Un jeune homme d'une vingtaine est décédé, après avoir essuyé des tirs venus de deux personnes. La fusillade s'est déroulée autour d'un carrefour très fréquenté de la ville, non loin du marché aux Puces, qui jouxte la capitale.
Un passant qui attendait le bus a été légèrement blessé à l'oreille par une balle, précise Le Parisien.
Un jeune homme, joint par la rédaction du Post, a été témoin d'une partie de la scène. Il raconte :
"J'ai entendu un coup de feu, je me suis retourné et j'en ai entendu quatre autres. J'ai alors vu un gars partir en courant. Il était cagoulé et est monté sur un scooter T-Max conduit par un complice, puis ils sont partis. Le quartier a été bouclé en partie et un hélicoptère tourne au-dessus de nos têtes."
D'après plusieurs témoins, interrogés par un journaliste du Post sur place, le jeune décédé serait "un 'guetteur' (personne chargée de surveiller les alentours lors d'un deal de drogue, ndlr)" décrit comme "un des plus gentils de sa bande". Toujours selon des témoins, il s'agirait en effet d'"un règlement de comptes" entre deux quartiers de Saint-Ouen, Michelet et Garibaldi.

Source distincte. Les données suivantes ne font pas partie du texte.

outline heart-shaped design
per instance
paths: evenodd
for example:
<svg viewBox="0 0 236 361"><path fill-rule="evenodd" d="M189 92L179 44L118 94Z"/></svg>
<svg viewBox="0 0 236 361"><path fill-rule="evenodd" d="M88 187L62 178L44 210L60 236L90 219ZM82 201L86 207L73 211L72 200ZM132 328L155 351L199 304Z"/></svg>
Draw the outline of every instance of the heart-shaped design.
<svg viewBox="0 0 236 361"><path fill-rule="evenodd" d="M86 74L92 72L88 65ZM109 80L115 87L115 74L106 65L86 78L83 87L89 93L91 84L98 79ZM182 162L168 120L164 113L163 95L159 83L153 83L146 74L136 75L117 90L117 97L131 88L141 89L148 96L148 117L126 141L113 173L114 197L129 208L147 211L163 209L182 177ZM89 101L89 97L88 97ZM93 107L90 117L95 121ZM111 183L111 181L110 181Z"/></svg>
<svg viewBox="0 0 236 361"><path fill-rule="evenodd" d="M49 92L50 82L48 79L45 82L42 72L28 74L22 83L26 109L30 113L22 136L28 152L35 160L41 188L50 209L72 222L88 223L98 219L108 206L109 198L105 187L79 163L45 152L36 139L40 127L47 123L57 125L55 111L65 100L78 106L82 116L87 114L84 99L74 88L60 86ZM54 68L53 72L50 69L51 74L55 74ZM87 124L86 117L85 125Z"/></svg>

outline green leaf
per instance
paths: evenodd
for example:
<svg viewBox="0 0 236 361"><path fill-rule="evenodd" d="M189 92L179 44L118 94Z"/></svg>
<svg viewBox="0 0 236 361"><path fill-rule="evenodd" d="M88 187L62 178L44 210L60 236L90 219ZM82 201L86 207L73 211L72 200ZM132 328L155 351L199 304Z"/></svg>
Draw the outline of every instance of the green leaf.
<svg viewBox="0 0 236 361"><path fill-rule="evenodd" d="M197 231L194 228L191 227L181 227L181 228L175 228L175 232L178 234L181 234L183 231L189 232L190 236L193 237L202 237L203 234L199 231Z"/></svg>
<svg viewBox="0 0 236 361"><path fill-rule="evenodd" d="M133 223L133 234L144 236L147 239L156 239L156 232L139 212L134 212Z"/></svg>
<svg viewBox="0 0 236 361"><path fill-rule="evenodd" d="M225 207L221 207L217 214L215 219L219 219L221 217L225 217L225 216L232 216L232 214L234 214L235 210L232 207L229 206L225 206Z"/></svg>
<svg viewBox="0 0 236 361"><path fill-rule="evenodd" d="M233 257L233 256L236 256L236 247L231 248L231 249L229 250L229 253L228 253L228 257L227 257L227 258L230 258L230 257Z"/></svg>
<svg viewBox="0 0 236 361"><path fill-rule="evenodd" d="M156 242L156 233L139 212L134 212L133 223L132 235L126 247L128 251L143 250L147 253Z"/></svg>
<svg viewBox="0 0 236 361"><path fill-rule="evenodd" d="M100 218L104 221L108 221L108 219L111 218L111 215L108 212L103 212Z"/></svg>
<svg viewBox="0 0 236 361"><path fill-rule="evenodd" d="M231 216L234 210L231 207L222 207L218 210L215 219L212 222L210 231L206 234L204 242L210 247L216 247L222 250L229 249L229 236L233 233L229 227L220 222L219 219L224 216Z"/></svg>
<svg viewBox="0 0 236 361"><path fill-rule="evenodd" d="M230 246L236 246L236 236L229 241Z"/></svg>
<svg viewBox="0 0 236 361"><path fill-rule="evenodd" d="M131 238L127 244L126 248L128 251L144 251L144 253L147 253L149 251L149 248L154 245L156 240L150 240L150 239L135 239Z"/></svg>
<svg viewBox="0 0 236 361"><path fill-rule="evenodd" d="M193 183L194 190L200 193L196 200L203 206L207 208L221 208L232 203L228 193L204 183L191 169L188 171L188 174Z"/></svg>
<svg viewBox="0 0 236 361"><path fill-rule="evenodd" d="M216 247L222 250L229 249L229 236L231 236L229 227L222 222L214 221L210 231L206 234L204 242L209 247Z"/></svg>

Toutes les sources interrogées s'accordent à dire que ce n'était pas le jeune, décédé, "qui était visé". C'était "un gars poli, bien élevé, qui portait les courses aux gens", dit ainsi l'un d'eux.
La maire de Saint-Ouen, Jacqueline Rouillon, "chamboulée et révoltée", a annoncé au journaliste du Post sur place, que c'était "un jour noir pour la ville". "On est dans un climat de peur, beaucoup d'armes circulent", a-t-elle ajouté.
Plus de policiers à Saint-Ouen ?
Depuis quelques temps, la présence policière était pourtant plus visible dans la ville selon les habitants, notamment dans le quartier Zola-Arago, tout proche des lieux du drame. En effet, des riverains ont manifesté plusieurs fois pour exiger la fin des trafics de drogue en bas des immeubles. Des doléances entendues par Claude Guéant, qui avait alors annoncé un "nettoyage" du quartier.